With Granny's passing the thing I've thought about the most is her legacy. I will miss her, of course, that goes without saying. But more important to me is how I honor the life that she lived. What was she trying to accomplish during the 92+ years of her life? In the darkest moments of the Great Depression and World War 2, what did she see as being the future if she could just make it through?
Her religion was an important part of her life. Delicious meals never commenced without at least saying Grace, and preferably reading a Bible verse and contemplating on its meaning. I can't say I've never been religious but it has been a long time, in spite of her influence. Would she be disappointed?

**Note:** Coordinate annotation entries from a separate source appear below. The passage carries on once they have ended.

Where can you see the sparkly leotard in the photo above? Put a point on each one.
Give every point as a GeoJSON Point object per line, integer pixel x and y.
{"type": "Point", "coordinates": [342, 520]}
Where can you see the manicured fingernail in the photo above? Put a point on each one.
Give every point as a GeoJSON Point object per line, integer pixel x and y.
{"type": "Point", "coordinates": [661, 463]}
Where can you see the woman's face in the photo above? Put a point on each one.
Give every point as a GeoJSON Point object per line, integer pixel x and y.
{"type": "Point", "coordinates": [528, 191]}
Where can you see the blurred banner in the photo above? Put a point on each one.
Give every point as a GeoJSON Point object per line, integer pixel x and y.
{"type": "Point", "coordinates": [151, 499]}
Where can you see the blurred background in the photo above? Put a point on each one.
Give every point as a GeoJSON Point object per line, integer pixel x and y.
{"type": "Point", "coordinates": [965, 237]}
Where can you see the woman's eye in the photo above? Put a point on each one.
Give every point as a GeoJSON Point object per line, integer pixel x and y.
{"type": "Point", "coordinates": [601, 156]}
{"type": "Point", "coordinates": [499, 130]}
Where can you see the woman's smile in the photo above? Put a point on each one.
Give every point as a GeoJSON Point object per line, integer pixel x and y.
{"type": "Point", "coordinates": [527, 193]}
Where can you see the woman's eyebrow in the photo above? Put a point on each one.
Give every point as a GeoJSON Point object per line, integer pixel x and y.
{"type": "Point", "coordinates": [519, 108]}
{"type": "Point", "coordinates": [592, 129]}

Am I missing out on a lesson she spent her whole life trying to convey? Am I a bad person if I don't learn it? For her the questions would go even deeper than that. For her the question would be - will I go to Hell if I don't change my ways?

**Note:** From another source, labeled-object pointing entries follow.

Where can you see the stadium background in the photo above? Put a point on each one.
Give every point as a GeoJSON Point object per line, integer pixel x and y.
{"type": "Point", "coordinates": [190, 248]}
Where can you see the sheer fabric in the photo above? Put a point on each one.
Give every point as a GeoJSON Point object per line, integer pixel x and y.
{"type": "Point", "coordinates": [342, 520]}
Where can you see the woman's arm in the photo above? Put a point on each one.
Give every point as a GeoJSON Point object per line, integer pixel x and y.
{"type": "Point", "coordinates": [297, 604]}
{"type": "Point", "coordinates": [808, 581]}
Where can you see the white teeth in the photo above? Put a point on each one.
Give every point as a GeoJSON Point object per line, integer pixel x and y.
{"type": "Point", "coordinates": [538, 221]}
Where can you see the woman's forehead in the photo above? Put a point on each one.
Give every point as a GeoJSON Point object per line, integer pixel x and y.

I also think about what she was most proud of me for - my family. I remember a couple of years ago when my dad and I drove her home from a birthday party. I had been telling her about how I had taken the family to Disney world. She told me that she was proud of all the things that we had done as a family and how I had raised a family in so short amount of time (I was only about 29 at the time). That was what stuck out to her more than anything I had done (or not done) career-wise. But it's something that I feel like I really haven't been so good at - not as good as I could be.
So what will my legacy be? What kind of world will I fight for? What will be the focus of my efforts? And will it live up to Granny's legacy? That is what I have to sort out. There are no easy answers for me but I think they are vitally important.